Kevin Cashman wrote an outstanding book on leadership called Leadership from the Inside Out: Becoming a Leader for Life. In his book he writes about both conscious beliefs and hidden beliefs he calls shadow beliefs. He defines a shadow belief as a belief we hold deep inside, outside of our conscious awareness. Those beliefs profoundly affect us and our leadership. He provides keen insight about how to discover those beliefs.

He contends that these beliefs often hinder leaders from being their best. For example, one shadow belief might be a subtle voice inside that constantly says, “You must perform better than everybody else for people to like you.” For me, one shadow belief I discovered was this. “Everybody around me needs to be happy for me to be happy. Therefore, I must try to make everybody happy.” In the past that belief often stifled my joy and peace and hindered my leadership.
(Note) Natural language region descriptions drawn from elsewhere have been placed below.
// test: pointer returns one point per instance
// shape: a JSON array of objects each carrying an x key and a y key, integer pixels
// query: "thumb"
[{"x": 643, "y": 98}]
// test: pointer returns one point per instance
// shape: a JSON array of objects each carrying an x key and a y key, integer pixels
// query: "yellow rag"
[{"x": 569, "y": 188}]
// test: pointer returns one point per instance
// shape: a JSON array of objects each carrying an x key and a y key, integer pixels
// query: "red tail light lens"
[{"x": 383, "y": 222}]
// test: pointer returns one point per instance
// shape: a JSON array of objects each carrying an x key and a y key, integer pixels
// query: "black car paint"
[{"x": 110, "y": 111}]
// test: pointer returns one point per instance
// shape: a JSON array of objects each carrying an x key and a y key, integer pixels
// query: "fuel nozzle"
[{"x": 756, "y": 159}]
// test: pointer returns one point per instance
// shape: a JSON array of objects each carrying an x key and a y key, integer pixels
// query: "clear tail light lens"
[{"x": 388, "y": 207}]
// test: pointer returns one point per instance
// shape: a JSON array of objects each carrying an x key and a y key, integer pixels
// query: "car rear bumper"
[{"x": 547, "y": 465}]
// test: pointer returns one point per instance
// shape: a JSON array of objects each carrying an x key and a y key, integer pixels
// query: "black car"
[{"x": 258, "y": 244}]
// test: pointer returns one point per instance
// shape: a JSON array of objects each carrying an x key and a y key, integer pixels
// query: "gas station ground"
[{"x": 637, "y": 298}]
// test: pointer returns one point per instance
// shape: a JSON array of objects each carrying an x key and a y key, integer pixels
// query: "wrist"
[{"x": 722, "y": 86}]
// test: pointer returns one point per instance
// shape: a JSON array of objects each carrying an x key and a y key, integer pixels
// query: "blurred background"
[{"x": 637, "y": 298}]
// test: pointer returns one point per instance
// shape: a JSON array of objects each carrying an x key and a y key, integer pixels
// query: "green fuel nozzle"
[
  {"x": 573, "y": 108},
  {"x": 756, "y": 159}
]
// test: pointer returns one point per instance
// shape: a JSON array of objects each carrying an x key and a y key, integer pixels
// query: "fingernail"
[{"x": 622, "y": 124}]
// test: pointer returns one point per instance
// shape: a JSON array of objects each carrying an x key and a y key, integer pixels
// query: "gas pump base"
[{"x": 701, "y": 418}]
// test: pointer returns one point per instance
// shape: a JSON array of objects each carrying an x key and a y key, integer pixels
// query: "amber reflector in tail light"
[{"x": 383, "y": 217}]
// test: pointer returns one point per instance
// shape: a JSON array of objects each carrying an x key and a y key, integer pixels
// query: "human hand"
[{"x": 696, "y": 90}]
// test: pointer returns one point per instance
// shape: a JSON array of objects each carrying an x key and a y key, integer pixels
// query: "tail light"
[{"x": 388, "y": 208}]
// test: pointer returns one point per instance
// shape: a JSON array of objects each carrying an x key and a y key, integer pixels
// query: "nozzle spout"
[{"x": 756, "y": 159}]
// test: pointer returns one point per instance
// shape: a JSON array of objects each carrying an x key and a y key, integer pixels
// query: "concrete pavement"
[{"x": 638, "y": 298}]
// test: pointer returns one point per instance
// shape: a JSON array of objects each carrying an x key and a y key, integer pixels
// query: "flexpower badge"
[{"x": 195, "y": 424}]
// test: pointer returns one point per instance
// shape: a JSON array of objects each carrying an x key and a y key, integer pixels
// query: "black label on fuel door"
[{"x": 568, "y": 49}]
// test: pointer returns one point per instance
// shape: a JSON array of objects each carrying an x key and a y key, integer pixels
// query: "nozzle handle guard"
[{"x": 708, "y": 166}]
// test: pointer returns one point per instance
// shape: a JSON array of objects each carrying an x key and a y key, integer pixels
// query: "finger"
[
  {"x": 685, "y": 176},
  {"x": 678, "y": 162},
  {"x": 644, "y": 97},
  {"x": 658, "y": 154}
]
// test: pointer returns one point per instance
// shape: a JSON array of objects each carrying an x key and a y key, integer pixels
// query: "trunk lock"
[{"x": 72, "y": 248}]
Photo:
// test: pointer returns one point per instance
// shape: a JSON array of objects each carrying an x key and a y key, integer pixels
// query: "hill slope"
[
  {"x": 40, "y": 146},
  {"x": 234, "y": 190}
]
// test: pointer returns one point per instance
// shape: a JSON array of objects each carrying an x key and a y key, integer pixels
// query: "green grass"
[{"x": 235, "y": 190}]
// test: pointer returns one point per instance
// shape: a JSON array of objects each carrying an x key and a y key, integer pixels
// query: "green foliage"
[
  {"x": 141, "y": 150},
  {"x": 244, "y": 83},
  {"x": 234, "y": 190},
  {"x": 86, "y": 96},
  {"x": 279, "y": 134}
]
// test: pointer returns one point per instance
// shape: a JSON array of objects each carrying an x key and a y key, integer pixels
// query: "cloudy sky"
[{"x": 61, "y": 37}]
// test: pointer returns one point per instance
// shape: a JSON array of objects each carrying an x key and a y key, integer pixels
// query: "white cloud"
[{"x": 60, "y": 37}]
Cashman says that we must bring those shadow beliefs into the light for us to lead at our best. He suggests seven clues that can bring these shadow beliefs to light.
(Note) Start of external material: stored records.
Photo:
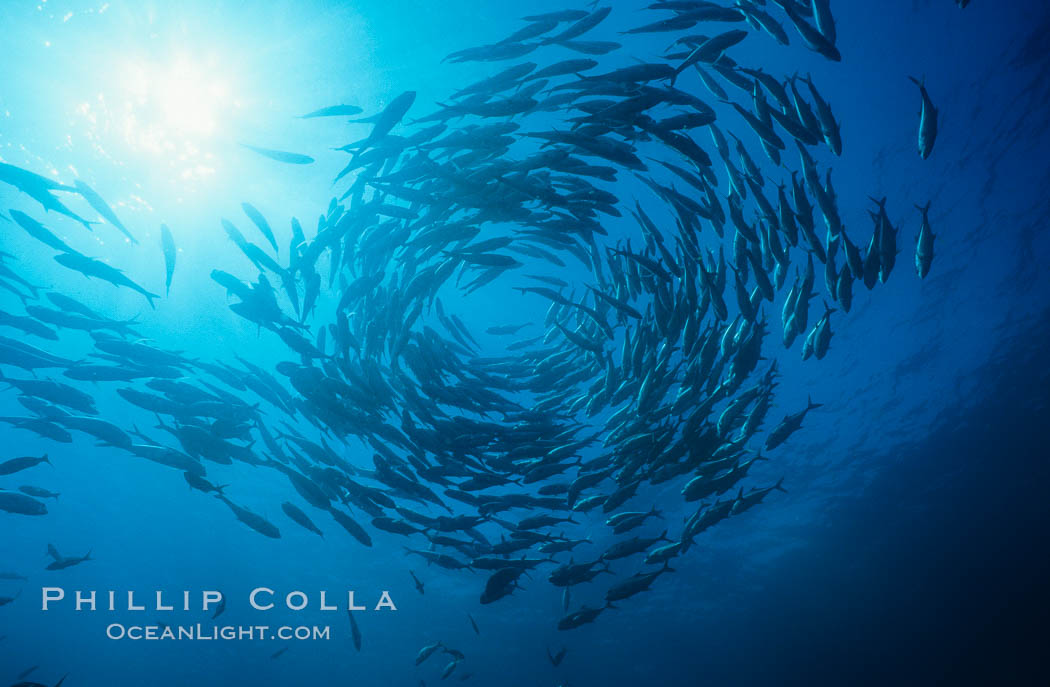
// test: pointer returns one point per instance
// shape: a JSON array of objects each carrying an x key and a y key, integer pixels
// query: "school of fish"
[{"x": 657, "y": 368}]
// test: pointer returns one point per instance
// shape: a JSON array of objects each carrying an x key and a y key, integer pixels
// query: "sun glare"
[{"x": 173, "y": 108}]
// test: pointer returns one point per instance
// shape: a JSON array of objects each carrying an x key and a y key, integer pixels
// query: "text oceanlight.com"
[{"x": 217, "y": 632}]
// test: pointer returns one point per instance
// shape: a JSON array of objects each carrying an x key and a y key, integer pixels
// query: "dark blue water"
[{"x": 910, "y": 544}]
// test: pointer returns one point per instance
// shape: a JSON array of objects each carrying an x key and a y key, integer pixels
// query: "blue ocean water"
[{"x": 909, "y": 546}]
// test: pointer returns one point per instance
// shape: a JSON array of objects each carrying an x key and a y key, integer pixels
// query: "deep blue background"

  1. If other people often give us feedback inconsistent with how we see ourselves, a shadow belief is present.
  2. When we feel stuck or blocked and at a loss about what to do next, a shadow belief is holding us back.
  3. If strengths become counterproductive a shadow belief may be behind it.
  4. When are are not open to new information, new learning, or other people’s views, a shadow belief is limiting us.
  5. If we react to circumstances with emotional responses disproportionate to the situation, it may point to a shadow belief.
  6. When we find ourselves forcefully reacting to the limitations of others in a critical, judgemental way, we are often projecting our shadow belief upon others.
  7. If we often experience pain, trauma, or discomfort in our body, a shadow belief may be trying to rise to the surface.

As I’ve faced my shadow beliefs, I’ve experienced greater peace in my life and become a more productive leader.

How about you? What shadow beliefs might be dogging your leadership?